Colby declared carbon neutrality in 2013 and continues to work to reduce carbon emissions.
“Colby takes a holistic approach,” said Mina Amundsen, assistant vice president for facilities and campus planning. “We are always looking for the next way to promote sustainable practices.”
The project, undertaken in collaboration with NRG Energy, Inc., is located less than one mile from campus on a large, easily accessible, south-facing space to maximize the project’s capacity for power production. Approximately 5,300 solar panels will be installed to produce 2.5 million kilowatt hours of electricity per year.
This solar array is the latest in a series of sustainable energy projects implemented by the College. Colby already has a photovoltaic energy system on the roof of the Schair-Swenson-Watson Alumni Center that generates around 10 percent of its electricity from a steam plant on campus.

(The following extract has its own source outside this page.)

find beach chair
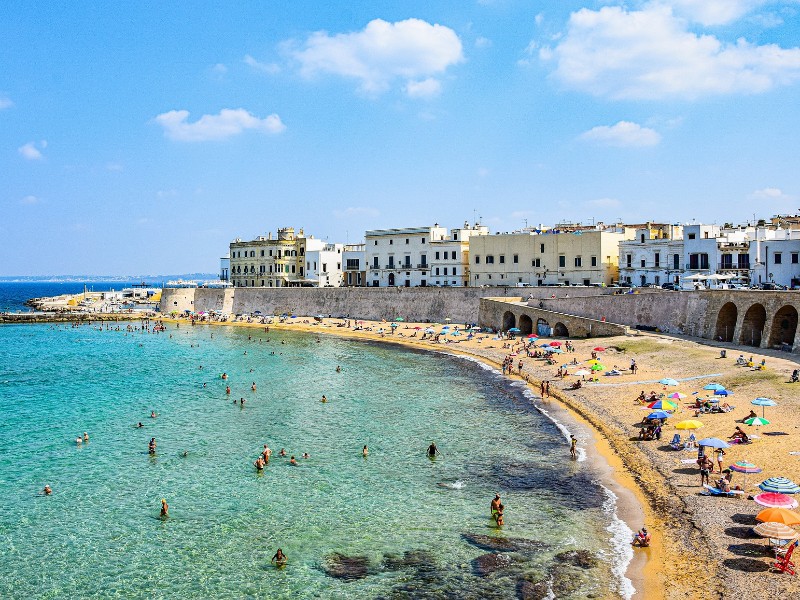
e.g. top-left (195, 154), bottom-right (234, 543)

The biomass plant, booted up in 2012, saves a million gallons of oil annually by burning locally sourced forestry scraps to produce heat. Additionally, 15 of Colby’s spaces are LEED certified, and Colby is committed to seeking LEED certification—which indicates commitment to human and environmental health in its design and construction—on all new building projects.
Amundsen said Colby’s commitment to the environment includes not only sustainable energy, but also sustainable water, materials, waste, and consumption. Colby was only the fourth college or university in the country to become carbon neutral when it reached that milestone about two years ahead of schedule.
For more than a decade, Colby students have intensively studied environmental practices on campus and participated in sustainability projects; the campus’ first greenhouse gas inventory became an honors thesis in 2007.
The solar array provides another valuable learning opportunity for students, who will be able to study the system itself and the environment around it.